Abstract

The heat transport scaling relationships for fluids heated from within and below are established based on numerical calculations of isoviscous Boussinesq convection at infinite Prandtl number. The internal temperatures scale in a way that is similar to the internally heated case but with an offset equal to the average of the two boundary temperatures, reflecting the underlying temperature structure of bottom‐heated convection. The heat fluxes through the boundaries scale as a linear combination of the end‐member modes of heat transport, consistent with the effects of internal heating on the interior temperature. The boundary layer thicknesses, however, depend on H and Ra in a nonintuitive way. As the internal temperature increases with the addition of internal heating, the upper thermal boundary layer thickens despite the increased temperature drop across the layer (the reverse is true for the bottom boundary layer).
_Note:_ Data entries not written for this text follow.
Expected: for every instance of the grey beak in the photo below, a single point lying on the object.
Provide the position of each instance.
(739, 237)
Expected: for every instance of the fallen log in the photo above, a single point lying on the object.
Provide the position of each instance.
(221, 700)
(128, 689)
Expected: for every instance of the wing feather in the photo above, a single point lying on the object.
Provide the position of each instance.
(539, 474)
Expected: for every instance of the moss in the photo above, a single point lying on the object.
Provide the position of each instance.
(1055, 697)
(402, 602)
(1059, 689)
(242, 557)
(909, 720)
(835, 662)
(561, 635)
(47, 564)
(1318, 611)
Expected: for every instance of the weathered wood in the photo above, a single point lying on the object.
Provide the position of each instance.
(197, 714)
This is inconsistent with the idea that the boundary layer thickness is controlled by a stability condition on the local Rayleigh number, which would predict that the boundary layer would thin as the temperature drop increases. Deriving boundary layer thicknesses from the scalings for heat flux and boundary layer temperature drop provides an excellent fit to the model results and reveals the importance of plumes arriving from the other boundary layer in establishing the boundary layer thickness. This suggests that, although widely used, boundary layer stability analysis is not an accurate description of the processes controlling boundary layer thickness in systems with two active boundary layers at moderate Ra.